Microsoft’s “ChatGPT for Robotics” demonstration video.

To get ChatGPT to interface with robotics, the researchers taught ChatGPT a custom robotics API. When given instructions like “pick up the ball,” ChatGPT can generate robotics control code just as it would write a poem or complete an essay. After a human inspects and edits the code for accuracy and safety, the human operator can execute the task and evaluate its performance.

In this way, ChatGPT accelerates robotic control programming, but it’s not an autonomous system. “We emphasize that the use of ChatGPT for robotics is not a fully automated process,” reads the paper, “but rather acts as a tool to augment human capacity.”

Enlarge / A diagram provided by Microsoft that explains how ChatGPT for Robotics works.

Microsoft

While it appears most of the feedback to ChatGPT (in terms of the success or failure of its actions) comes from humans in the form of text, the researchers also claim to have had some success with feeding visual data into ChatGPT itself. In one example, researchers tasked ChatGPT with commanding a robot to catch a basketball with feedback from a camera: “ChatGPT can estimate the appearance of the ball and the sky in the camera image using SVG code. This behavior hints at a possibility that the LLM keeps track of an implicit world model going beyond text-based probabilities.”

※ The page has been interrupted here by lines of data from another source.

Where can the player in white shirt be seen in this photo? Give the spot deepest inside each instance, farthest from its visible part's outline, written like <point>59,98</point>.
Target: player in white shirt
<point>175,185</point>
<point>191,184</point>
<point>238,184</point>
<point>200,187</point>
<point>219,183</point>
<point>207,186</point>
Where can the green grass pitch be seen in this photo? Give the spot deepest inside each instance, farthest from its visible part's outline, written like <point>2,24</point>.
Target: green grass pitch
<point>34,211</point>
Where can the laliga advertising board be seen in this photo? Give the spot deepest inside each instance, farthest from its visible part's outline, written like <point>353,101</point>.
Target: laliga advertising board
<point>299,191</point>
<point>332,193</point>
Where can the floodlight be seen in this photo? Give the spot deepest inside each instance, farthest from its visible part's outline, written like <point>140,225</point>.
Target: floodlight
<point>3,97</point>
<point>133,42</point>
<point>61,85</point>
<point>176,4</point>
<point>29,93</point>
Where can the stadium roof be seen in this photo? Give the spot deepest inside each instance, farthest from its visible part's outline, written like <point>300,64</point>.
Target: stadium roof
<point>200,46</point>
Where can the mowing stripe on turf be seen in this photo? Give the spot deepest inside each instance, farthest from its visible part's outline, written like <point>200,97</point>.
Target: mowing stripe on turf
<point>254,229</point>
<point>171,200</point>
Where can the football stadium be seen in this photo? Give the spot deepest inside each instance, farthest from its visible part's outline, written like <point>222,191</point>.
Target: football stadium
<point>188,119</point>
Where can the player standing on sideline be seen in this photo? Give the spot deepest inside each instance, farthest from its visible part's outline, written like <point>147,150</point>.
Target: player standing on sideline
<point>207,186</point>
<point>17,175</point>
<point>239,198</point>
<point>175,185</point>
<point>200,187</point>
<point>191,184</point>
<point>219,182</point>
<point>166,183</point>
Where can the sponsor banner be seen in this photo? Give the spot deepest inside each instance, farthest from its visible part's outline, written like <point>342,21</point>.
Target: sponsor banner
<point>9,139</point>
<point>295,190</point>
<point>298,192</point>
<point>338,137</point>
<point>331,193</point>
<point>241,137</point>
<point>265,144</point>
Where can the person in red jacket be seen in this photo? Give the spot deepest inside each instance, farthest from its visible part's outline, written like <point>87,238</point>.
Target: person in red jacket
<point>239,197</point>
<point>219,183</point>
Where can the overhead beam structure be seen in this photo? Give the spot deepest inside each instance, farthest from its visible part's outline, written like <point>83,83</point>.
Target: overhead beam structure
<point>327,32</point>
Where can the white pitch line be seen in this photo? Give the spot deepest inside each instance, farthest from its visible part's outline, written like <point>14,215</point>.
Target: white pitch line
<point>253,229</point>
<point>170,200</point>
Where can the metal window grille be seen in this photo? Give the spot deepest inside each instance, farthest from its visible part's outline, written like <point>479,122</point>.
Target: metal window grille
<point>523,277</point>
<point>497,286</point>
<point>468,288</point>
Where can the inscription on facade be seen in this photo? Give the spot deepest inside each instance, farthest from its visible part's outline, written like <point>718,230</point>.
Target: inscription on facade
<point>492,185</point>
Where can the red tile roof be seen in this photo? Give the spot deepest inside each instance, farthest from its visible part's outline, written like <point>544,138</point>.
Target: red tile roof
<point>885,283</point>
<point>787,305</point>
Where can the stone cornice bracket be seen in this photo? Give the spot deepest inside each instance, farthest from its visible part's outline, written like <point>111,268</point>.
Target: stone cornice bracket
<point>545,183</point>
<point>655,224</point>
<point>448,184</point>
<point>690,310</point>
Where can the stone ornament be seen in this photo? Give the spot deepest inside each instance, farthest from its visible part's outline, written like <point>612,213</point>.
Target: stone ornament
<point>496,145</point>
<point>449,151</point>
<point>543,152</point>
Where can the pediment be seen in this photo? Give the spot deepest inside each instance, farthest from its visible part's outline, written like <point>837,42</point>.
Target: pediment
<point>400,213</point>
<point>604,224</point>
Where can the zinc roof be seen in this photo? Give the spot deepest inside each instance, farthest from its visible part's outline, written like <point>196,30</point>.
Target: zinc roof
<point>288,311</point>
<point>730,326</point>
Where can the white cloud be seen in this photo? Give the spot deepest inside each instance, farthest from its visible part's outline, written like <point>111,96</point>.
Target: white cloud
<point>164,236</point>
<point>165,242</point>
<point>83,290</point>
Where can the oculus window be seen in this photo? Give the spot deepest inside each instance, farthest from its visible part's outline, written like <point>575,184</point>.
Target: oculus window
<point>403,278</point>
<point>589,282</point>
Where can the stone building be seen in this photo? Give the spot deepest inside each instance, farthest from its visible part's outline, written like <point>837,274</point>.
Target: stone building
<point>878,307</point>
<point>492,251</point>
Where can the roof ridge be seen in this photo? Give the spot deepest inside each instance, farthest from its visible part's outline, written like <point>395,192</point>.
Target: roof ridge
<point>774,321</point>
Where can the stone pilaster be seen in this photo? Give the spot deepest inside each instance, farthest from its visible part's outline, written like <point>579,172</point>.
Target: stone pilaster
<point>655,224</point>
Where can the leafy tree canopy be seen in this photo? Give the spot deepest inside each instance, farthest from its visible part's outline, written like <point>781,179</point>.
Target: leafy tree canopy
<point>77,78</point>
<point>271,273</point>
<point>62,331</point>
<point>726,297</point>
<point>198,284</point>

While the results seem rudimentary for now, they represent early attempts at applying the hottest tech du jour—large language models—to robotic control. According to Microsoft, a ChatGPT interface could open up robotics to a much wider audience in the future.

“Our goal with this research is to see if ChatGPT can think beyond text, and reason about the physical world to help with robotics tasks,” reads a Microsoft Research blog post. “We want to help people interact with robots more easily, without needing to learn complex programming languages or details about robotic systems.”